Rabies is a neglected disease that continues to blight the poorest communities in the world and pitch people against dogs, to everyone’s detriment. Rabies can be – and is – well controlled in some countries but is 'some' enough? Quite frankly no, not if the solution to the problem exists.
It's now time to make rabies elimination a reality everywhere, writes Deborah Briggs on behalf of the Global Alliance for Rabies Control.
In many developed countries rabies is a forgotten disease, a far-off, long ago threat that had something to do with 'mad dogs and foaming at the mouth'. But in many developing countries in Africa and Asia that threat is real and daily, and terrifying.
How many people and dogs die from rabies each year?
Of the estimated 70,000 people who die every year, 95% are in Asia and Africa. More than eight in ten of those deaths are among the poorer rural communities with the least access to the knowledge and vaccines that could protect them, and around four in ten whose life is cut short are children.
Although across Asia an estimated 12 million life-saving rabies vaccines are given each year, the continent is still burdened with over half of the human and two thirds of livestock deaths due to rabies in the world.
Within Asia, India has the largest number of human rabies deaths in the world. Africa carries almost all of the rest of the human and livestock burden, and rabies outbreaks are affecting wildlife populations too, decimating the endangered Ethiopian wolf amongst others.
However, these are countries facing many problems, and dog population management and rabies control rarely make the agenda. Where rabies thrives, communities view dogs with, at best, suspicion and it doesn’t take long for the fear that accompanies an outbreak to spiral into gruesome dog culls in futile attempts to curb the problem.
Around the world approximately 20 million dogs suffer horrific deaths in the name of rabies prevention every year. That's over 50,000 dogs a day. World experts agree that dog culls do nothing to stop the infection rate in people and the mass killing of dogs has even been known to exacerbate rabies, in fact the act itself drives people to move or hide their beloved dogs that may already be infected with the disease, in order to protect them.
Education & Prevention
But it’s not all doom and gloom. Education is key to helping bring an end to this global problem.
We know rabies is preventable and dogs don't need to be destroyed to take preventative measures and keep the population safe. By vaccinating dogs regularly, rabies can be effectively controlled, protecting man and his best friend. Vaccinated dogs can even act as a protective barrier between their communities and un-vaccinated dogs and wildlife.
To help spread the word and raise awareness The Global Alliance for Rabies Control (GARC) works with partners, governments, scientists and affected communities in the hope of ending rabies in all corners of the globe.
The organisation’s first initiative was World Rabies Day, which it continues to coordinate. Now in its eighth year, this day of action and awareness on September 28th unites and bolsters the rabies prevention community around the globe and enables activists to share and celebrate their work. Since its inception in 2007 it has provided the impetus for the vaccination of millions of dogs.

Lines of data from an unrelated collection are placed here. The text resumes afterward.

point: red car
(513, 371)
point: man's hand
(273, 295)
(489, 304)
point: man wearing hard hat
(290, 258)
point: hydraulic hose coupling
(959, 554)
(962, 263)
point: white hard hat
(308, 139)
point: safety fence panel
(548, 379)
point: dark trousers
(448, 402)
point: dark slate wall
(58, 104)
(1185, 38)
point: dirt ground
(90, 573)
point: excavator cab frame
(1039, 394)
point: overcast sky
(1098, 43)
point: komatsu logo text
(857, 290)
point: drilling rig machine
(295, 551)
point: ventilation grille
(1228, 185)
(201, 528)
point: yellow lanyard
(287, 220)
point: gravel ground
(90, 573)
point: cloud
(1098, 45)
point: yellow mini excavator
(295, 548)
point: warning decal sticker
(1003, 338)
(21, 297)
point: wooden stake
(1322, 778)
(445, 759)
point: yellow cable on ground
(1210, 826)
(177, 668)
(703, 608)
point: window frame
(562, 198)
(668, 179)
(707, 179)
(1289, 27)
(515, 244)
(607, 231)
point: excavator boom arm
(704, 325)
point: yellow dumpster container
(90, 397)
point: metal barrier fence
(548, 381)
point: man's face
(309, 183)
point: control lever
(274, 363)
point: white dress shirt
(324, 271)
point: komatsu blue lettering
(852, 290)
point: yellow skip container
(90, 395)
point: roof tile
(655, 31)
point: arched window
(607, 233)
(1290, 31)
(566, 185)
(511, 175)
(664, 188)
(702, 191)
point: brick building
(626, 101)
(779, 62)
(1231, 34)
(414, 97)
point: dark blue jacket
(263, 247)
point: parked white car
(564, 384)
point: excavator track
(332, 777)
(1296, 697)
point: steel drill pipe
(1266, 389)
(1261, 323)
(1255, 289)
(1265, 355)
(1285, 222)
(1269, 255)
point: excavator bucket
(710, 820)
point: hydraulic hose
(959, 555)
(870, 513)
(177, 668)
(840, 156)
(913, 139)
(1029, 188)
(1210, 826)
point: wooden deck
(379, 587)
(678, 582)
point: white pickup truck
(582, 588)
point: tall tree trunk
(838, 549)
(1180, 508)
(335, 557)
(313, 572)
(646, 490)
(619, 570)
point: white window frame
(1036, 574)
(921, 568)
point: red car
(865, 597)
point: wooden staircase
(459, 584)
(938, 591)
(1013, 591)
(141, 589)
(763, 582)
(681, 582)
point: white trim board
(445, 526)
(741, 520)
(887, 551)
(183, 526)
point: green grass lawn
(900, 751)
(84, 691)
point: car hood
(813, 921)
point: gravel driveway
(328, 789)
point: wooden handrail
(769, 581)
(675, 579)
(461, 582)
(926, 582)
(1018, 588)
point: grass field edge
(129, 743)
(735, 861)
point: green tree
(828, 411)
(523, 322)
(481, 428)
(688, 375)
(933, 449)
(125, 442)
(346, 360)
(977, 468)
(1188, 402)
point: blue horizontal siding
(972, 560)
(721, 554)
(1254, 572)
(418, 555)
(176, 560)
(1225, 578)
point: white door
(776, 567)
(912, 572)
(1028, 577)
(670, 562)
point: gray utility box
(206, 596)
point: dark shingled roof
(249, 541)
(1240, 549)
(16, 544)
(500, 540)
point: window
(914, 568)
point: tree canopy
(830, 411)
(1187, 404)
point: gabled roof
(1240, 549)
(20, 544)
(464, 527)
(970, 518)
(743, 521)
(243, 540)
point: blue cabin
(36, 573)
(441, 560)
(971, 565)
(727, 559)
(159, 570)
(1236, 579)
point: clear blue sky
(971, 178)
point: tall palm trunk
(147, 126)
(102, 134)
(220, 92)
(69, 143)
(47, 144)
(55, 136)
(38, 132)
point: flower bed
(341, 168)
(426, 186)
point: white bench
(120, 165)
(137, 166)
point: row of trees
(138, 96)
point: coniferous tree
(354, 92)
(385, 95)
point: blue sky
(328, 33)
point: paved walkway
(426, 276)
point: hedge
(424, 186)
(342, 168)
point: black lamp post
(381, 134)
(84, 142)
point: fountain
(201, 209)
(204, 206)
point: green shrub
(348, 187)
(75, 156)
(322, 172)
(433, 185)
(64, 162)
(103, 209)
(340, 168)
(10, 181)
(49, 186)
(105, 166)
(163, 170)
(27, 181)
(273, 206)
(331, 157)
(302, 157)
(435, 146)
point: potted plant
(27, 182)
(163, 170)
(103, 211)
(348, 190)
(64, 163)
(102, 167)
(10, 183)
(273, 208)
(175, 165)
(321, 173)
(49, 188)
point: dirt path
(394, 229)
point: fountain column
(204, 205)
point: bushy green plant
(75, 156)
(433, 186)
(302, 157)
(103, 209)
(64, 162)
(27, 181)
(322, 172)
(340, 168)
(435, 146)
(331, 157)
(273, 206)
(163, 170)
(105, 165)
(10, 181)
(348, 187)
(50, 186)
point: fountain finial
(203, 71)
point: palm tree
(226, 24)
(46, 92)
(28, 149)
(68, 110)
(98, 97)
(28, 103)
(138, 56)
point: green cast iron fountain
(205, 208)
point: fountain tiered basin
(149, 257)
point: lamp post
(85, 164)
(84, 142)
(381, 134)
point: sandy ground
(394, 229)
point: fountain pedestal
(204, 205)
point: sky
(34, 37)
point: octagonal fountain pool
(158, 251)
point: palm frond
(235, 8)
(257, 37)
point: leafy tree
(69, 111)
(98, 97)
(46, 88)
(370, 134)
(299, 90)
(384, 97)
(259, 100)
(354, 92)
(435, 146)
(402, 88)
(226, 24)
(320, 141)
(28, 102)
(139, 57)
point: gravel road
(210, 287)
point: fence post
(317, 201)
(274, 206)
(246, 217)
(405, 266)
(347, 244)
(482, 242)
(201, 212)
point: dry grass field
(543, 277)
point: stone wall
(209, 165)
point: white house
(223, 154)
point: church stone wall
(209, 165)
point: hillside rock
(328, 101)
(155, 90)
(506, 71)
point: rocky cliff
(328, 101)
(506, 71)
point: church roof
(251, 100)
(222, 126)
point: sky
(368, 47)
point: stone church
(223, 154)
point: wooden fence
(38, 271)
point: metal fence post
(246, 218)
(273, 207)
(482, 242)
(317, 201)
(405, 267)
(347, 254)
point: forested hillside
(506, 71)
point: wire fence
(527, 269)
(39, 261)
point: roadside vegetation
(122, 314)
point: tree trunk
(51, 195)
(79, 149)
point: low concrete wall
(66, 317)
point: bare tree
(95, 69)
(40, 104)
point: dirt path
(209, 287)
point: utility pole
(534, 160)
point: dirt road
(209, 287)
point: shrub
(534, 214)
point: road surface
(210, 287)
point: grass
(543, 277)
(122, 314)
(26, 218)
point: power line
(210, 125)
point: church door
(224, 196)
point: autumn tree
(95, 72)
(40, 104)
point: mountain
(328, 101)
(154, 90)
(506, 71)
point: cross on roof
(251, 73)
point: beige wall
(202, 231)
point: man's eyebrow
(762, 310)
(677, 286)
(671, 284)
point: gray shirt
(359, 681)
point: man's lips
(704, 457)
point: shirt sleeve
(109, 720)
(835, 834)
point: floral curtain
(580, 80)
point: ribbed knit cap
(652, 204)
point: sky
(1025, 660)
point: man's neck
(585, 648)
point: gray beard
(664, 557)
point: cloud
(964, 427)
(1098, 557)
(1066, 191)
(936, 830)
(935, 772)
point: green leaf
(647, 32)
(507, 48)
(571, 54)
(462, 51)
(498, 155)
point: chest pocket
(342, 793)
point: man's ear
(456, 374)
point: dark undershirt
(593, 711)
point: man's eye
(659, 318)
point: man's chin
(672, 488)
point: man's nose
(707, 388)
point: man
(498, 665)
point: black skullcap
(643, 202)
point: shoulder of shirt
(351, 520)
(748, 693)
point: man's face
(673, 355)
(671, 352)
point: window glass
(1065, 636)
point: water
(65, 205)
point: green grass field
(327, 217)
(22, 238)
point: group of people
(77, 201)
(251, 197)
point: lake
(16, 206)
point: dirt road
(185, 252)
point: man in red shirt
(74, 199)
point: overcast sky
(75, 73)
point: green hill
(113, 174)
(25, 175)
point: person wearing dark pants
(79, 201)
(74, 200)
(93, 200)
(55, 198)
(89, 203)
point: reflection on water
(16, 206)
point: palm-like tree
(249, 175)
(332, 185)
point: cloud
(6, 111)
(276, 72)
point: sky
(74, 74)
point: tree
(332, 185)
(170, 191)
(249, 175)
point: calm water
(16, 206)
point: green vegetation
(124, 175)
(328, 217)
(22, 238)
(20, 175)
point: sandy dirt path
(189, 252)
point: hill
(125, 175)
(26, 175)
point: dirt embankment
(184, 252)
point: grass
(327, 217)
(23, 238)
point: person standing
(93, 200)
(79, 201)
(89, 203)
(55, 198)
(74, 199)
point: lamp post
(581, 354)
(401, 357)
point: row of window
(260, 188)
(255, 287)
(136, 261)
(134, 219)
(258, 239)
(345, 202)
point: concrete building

For this year’s World Rabies Day, GARC ran the campaign Me and My Dog, an internet-based photo campaign to highlight the mutual benefits of human-dog companionship and the life-saving importance of rabies vaccinations for dogs. The campaign had a global impact, with particular success in India where it trended on Twitter.
One of the hundreds of pictures shared from around the world for Me and My Dog – this one is from Liberia. See the whole collection at rabiesalliance.org/meandmydog
GARC’s education programmes include community-based programmes to teach children (and adults!) about the importance of responsible pet ownership and dog bite prevention, getting rabies into the national curriculum, training community educators to teach others in their community about rabies prevention, and training for professionals on effective diagnostic methods.
GARC has also set up field projects in certain countries to show how rabies can be eliminated if everyone works together. In the Philippines, for example, GARC provides practical support to the national government for their goal of rabies elimination by 2020. This includes GARC field vets working alongside Provincial Health Officers and Provincial Veterinary Officers, often in remote areas, for surveys and vaccination of the dog population. And it works with government communication and media offices to develop awareness campaigns so that people know what to do to keep themselves and their animals safe.
As smart as dogs are, they are still not smart enough to ask us to get them vaccinated against rabies; that responsibility rests with us humans as their carers.
We owe it to our canine partners and friends – wherever they are in the world - to protect their lives, which in rabies-endemic countries includes protecting them from one of the most deadly infectious diseases that currently exist.